OpenTelemetry Metrics for Swift

This document covers the OpenTelemetry Metrics API for Swift, including how to create instruments (Counter, Histogram, Gauge) and configure them with labels.

Prerequisites

Before you start, make sure you have configured OpenTelemetry Swift to export data to Uptrace.

If you are not familiar with metrics terminology like timeseries or additive/synchronous/asynchronous instruments, read the introduction to OpenTelemetry Metrics first.

Getting started

To get started with metrics, you need a MeterProvider which you can use to create meters:

swift
import OpenTelemetryApi

let meter = OpenTelemetry.instance.meterProvider.get(
    instrumentationName: "MyApp",
    instrumentationVersion: "1.0.0"
)

Using the meter, you can create instruments to measure performance. A simple Counter looks like this:

swift
let counter = meter.createIntCounter(name: "app.requests_total")

// Increment the counter
counter.add(value: 1, labels: ["method": "GET", "status": "200"])

Counter

Counter is a synchronous instrument that measures additive non-decreasing values.

swift
// Create an integer counter
let requestCounter = meter.createIntCounter(name: "http.requests_total")

// Increment by 1
requestCounter.add(value: 1, labels: ["method": "GET", "endpoint": "/api/users"])

// Increment by more
requestCounter.add(value: 5, labels: ["method": "POST", "endpoint": "/api/orders"])

Counter with labels

Labels allow you to slice and filter metrics:

swift
let cacheCounter = meter.createIntCounter(name: "cache.operations_total")

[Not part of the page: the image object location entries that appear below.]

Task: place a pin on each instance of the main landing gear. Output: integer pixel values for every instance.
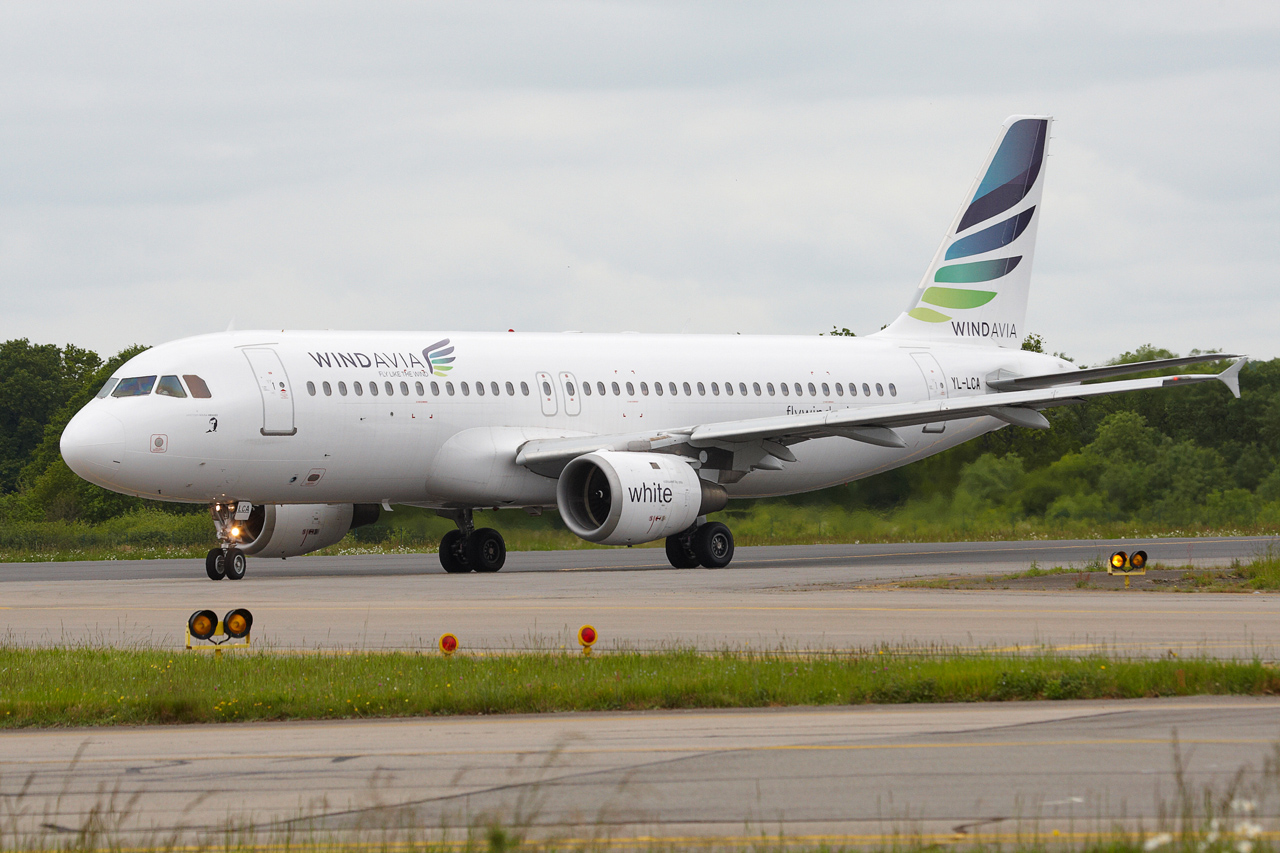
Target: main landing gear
(469, 548)
(708, 544)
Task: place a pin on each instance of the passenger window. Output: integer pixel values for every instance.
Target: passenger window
(170, 387)
(197, 386)
(135, 387)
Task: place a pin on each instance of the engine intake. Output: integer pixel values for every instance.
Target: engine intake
(295, 529)
(616, 497)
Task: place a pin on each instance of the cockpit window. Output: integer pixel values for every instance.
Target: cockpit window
(135, 387)
(197, 386)
(170, 387)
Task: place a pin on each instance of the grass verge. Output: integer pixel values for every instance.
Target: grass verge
(87, 687)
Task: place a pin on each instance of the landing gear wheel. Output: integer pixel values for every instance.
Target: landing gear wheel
(713, 543)
(233, 564)
(213, 565)
(452, 552)
(680, 551)
(485, 550)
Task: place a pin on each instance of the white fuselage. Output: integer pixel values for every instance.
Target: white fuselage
(284, 433)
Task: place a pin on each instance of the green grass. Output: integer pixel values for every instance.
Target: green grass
(88, 687)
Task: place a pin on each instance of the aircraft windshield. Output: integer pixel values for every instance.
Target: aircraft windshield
(135, 387)
(170, 387)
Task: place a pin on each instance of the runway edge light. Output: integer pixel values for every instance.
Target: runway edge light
(586, 637)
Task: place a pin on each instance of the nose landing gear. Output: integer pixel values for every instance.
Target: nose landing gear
(227, 560)
(471, 550)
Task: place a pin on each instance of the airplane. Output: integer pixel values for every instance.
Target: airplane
(295, 438)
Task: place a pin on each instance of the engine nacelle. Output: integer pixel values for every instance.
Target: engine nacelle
(295, 529)
(616, 497)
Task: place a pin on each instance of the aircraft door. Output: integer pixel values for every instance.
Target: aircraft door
(935, 381)
(572, 402)
(275, 388)
(547, 391)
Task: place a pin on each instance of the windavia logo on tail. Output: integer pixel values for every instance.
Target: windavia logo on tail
(978, 281)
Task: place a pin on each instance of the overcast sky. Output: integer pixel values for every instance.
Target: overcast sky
(772, 168)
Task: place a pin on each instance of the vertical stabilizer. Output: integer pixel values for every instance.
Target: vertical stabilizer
(976, 288)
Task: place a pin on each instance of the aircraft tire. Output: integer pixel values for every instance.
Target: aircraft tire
(713, 543)
(233, 564)
(487, 551)
(214, 566)
(680, 552)
(452, 555)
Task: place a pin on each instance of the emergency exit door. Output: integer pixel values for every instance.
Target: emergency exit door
(277, 392)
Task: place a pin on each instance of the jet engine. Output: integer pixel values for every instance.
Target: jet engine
(616, 497)
(295, 529)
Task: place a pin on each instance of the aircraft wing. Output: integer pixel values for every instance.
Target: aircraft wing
(762, 442)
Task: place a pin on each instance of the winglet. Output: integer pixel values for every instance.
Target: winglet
(1232, 375)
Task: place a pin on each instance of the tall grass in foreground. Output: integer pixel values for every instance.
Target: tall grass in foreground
(88, 687)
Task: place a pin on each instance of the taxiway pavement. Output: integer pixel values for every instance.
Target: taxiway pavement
(841, 774)
(798, 598)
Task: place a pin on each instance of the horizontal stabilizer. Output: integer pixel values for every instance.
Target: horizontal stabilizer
(1072, 377)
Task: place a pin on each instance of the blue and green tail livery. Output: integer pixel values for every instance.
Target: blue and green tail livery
(976, 288)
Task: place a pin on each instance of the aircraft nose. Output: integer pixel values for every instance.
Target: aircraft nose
(92, 446)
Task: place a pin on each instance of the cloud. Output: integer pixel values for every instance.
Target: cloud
(606, 167)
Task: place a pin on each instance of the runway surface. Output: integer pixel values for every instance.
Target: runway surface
(819, 774)
(807, 598)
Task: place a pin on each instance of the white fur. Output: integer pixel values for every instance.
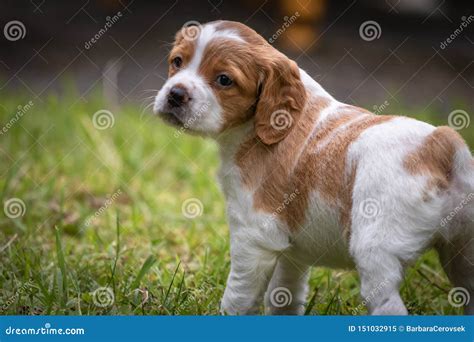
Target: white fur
(263, 251)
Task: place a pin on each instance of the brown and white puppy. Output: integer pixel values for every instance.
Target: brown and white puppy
(310, 181)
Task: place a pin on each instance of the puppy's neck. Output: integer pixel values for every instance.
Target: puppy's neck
(230, 141)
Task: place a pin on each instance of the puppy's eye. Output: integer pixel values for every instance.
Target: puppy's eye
(177, 62)
(224, 80)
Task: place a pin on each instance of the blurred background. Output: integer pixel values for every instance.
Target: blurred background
(108, 211)
(405, 59)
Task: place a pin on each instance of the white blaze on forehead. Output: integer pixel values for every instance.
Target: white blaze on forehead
(207, 34)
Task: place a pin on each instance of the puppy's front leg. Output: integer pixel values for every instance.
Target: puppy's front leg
(252, 266)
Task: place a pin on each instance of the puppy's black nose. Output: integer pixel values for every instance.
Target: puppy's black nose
(177, 96)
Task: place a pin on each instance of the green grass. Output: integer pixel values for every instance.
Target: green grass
(137, 245)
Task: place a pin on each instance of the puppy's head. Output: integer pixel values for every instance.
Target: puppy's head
(223, 74)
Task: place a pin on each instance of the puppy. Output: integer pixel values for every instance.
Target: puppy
(310, 181)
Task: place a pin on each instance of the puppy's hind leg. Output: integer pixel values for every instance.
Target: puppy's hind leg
(288, 288)
(380, 271)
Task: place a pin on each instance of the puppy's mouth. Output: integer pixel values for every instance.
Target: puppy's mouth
(171, 118)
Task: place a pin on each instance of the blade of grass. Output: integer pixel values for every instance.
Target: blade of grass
(62, 267)
(149, 262)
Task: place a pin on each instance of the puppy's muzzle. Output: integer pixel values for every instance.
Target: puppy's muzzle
(178, 96)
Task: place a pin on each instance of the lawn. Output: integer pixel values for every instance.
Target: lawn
(129, 219)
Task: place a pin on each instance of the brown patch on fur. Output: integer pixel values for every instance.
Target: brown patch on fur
(235, 60)
(435, 158)
(297, 164)
(183, 48)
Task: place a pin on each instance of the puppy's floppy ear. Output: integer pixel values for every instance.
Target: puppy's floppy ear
(281, 100)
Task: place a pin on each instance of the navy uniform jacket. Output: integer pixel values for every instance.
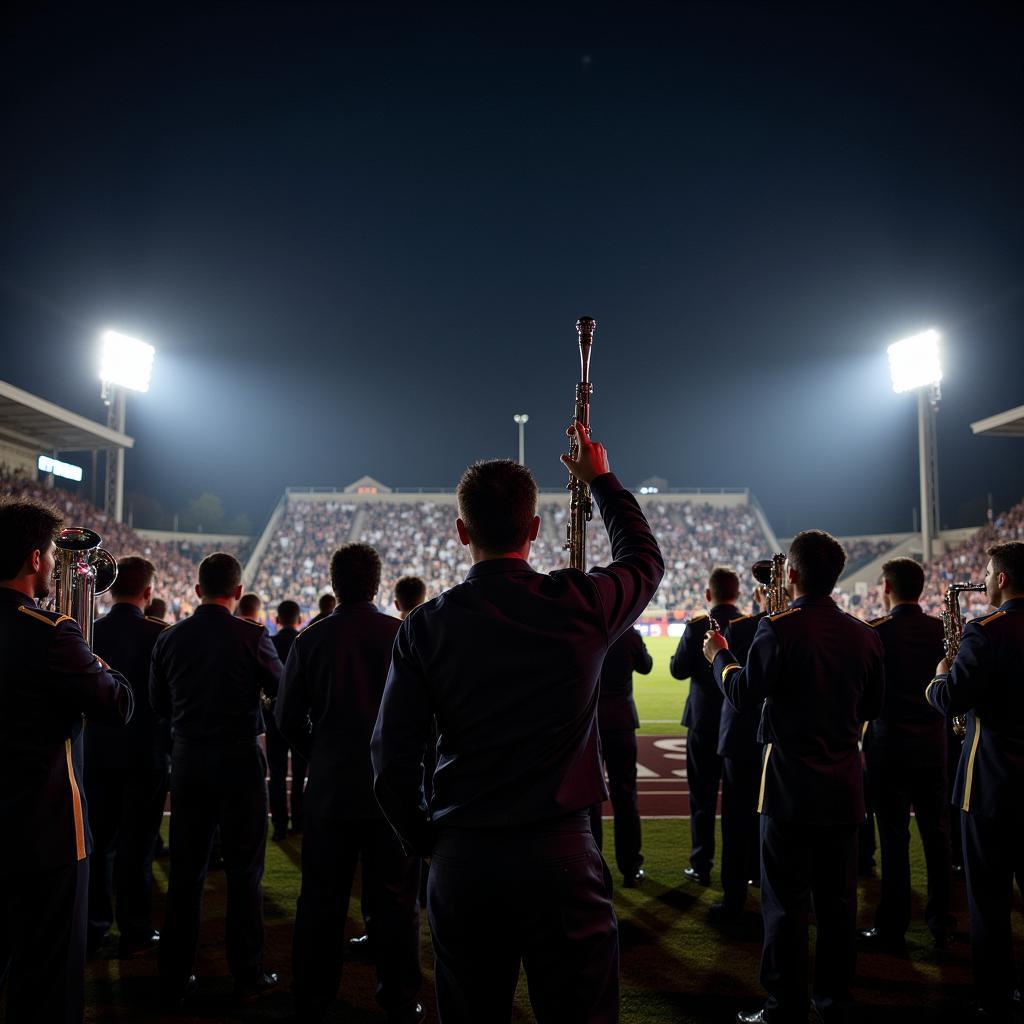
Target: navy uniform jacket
(335, 678)
(986, 681)
(48, 680)
(820, 675)
(615, 707)
(704, 704)
(509, 662)
(737, 733)
(124, 639)
(907, 728)
(208, 672)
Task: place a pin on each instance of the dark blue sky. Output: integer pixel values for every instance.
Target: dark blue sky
(359, 241)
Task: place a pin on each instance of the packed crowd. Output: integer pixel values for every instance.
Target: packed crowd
(176, 561)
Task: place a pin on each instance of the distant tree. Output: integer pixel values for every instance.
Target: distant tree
(204, 514)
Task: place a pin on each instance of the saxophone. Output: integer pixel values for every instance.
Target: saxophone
(952, 630)
(581, 504)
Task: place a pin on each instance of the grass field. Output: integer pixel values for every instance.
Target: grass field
(676, 969)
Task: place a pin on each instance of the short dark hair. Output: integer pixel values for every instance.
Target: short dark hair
(219, 574)
(1009, 557)
(288, 613)
(410, 592)
(817, 558)
(905, 578)
(134, 574)
(723, 584)
(355, 572)
(498, 502)
(26, 525)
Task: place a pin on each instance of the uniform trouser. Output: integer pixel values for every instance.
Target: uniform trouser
(331, 848)
(216, 784)
(704, 772)
(800, 863)
(992, 855)
(898, 784)
(126, 807)
(42, 943)
(276, 757)
(740, 856)
(540, 895)
(619, 747)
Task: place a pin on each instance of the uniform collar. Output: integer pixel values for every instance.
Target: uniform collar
(495, 565)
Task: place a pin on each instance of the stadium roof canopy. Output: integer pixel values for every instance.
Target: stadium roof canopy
(29, 420)
(1009, 424)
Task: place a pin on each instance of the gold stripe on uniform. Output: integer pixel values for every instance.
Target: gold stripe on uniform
(764, 775)
(969, 779)
(76, 803)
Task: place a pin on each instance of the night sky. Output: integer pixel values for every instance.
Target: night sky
(359, 240)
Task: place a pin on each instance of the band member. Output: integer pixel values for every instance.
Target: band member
(617, 723)
(126, 772)
(701, 716)
(819, 675)
(207, 676)
(289, 620)
(335, 678)
(905, 752)
(49, 679)
(984, 682)
(740, 753)
(509, 663)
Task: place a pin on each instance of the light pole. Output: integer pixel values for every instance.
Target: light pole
(914, 366)
(522, 419)
(126, 365)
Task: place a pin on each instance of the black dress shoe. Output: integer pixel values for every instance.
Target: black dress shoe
(257, 985)
(130, 944)
(883, 942)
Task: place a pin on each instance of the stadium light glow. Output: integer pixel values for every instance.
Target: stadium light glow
(126, 361)
(914, 361)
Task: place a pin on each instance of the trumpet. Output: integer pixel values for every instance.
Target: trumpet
(82, 570)
(581, 503)
(770, 572)
(952, 631)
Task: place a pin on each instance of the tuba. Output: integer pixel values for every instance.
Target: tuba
(952, 630)
(770, 572)
(581, 503)
(83, 569)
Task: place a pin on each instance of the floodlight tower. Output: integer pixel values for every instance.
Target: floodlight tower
(521, 419)
(126, 365)
(914, 366)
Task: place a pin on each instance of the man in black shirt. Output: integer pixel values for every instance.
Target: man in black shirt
(509, 664)
(701, 717)
(984, 683)
(617, 723)
(49, 680)
(208, 675)
(818, 674)
(905, 752)
(335, 678)
(126, 771)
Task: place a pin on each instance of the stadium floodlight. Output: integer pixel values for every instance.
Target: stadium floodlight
(125, 361)
(914, 361)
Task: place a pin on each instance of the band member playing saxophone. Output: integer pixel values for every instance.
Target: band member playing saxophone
(984, 683)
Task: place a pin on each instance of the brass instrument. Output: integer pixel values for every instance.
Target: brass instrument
(952, 630)
(770, 572)
(82, 570)
(581, 503)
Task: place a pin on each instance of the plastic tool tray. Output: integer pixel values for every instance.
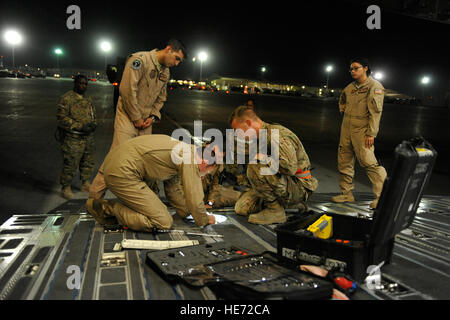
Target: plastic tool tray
(233, 273)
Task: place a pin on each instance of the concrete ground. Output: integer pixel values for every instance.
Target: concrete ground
(31, 160)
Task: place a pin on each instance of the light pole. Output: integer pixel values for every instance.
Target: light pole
(13, 38)
(193, 63)
(58, 52)
(378, 75)
(202, 56)
(425, 80)
(263, 71)
(328, 69)
(105, 46)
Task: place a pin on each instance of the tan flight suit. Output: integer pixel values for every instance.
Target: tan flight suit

func cacheOperation(hit: Bool) {
    let result = hit ? "hit" : "miss"
    cacheCounter.add(value: 1, labels: ["result": result])
}

// Usage
cacheOperation(hit: true)   // cache.operations_total{result="hit"} += 1
cacheOperation(hit: false)  // cache.operations_total{result="miss"} += 1

DoubleCounter

For fractional values, use DoubleCounter:

swift
let dataTransferred = meter.createDoubleCounter(name: "network.bytes_transferred")

dataTransferred.add(value: 1024.5, labels: ["direction": "outbound"])

UpDownCounter

UpDownCounter measures values that can increase or decrease:

swift
let activeConnections = meter.createIntUpDownCounter(name: "connections.active")

// Connection opened
activeConnections.add(value: 1, labels: ["type": "websocket"])

// Connection closed
activeConnections.add(value: -1, labels: ["type": "websocket"])

Histogram

Histogram records a distribution of values:

swift
let requestDuration = meter.createDoubleHistogram(name: "http.request_duration_ms")

// Record request duration
func handleRequest() {
    let startTime = Date()

    // Process request...

    let duration = Date().timeIntervalSince(startTime) * 1000
    requestDuration.record(value: duration, labels: ["method": "GET", "endpoint": "/api/users"])
}

Custom histogram boundaries

Configure histogram bucket boundaries for your use case:

swift
let histogram = meter.createDoubleHistogram(
    name: "http.response_size_bytes",
    boundaries: [100, 500, 1000, 5000, 10000, 50000]
)

Observable instruments

Observable instruments report values when the metrics are collected, rather than when they change.

ObservableGauge

For values that are sampled at collection time:

swift
// Register a gauge that reports memory usage
let _ = meter.createIntObservableGauge(name: "process.memory_bytes") { observer in
    let memoryUsage = getMemoryUsage()
    observer.observe(value: memoryUsage, labels: ["type": "heap"])
}

func getMemoryUsage() -> Int {
    var info = mach_task_basic_info()
    var count = mach_msg_type_number_t(MemoryLayout<mach_task_basic_info>.size) / 4
    let result = withUnsafeMutablePointer(to: &info) {
        $0.withMemoryRebound(to: integer_t.self, capacity: 1) {
            task_info(mach_task_self_, task_flavor_t(MACH_TASK_BASIC_INFO), $0, &count)
        }
    }
    return result == KERN_SUCCESS ? Int(info.resident_size) : 0
}

ObservableCounter

For monotonically increasing values read at collection time:

swift
let _ = meter.createIntObservableCounter(name: "process.cpu_time_ms") { observer in
    let cpuTime = getCPUTime()
    observer.observe(value: cpuTime, labels: [:])
}

ObservableUpDownCounter

For values that can increase or decrease, read at collection time:

swift
let _ = meter.createIntObservableUpDownCounter(name: "queue.size") { observer in
    observer.observe(value: messageQueue.count, labels: ["queue": "main"])
}

Complete example

Here's a complete example demonstrating various metrics patterns:

swift
import Foundation
import OpenTelemetryApi
import OpenTelemetrySdk

class MetricsExample {
    private let meter: Meter
    private let requestCounter: IntCounter
    private let requestDuration: DoubleHistogram
    private let activeRequests: IntUpDownCounter

    init() {
        self.meter = OpenTelemetry.instance.meterProvider.get(
            instrumentationName: "MyApp",
            instrumentationVersion: "1.0.0"
        )

        // Create instruments
        self.requestCounter = meter.createIntCounter(name: "http.requests_total")
        self.requestDuration = meter.createDoubleHistogram(name: "http.request_duration_ms")
        self.activeRequests = meter.createIntUpDownCounter(name: "http.requests_active")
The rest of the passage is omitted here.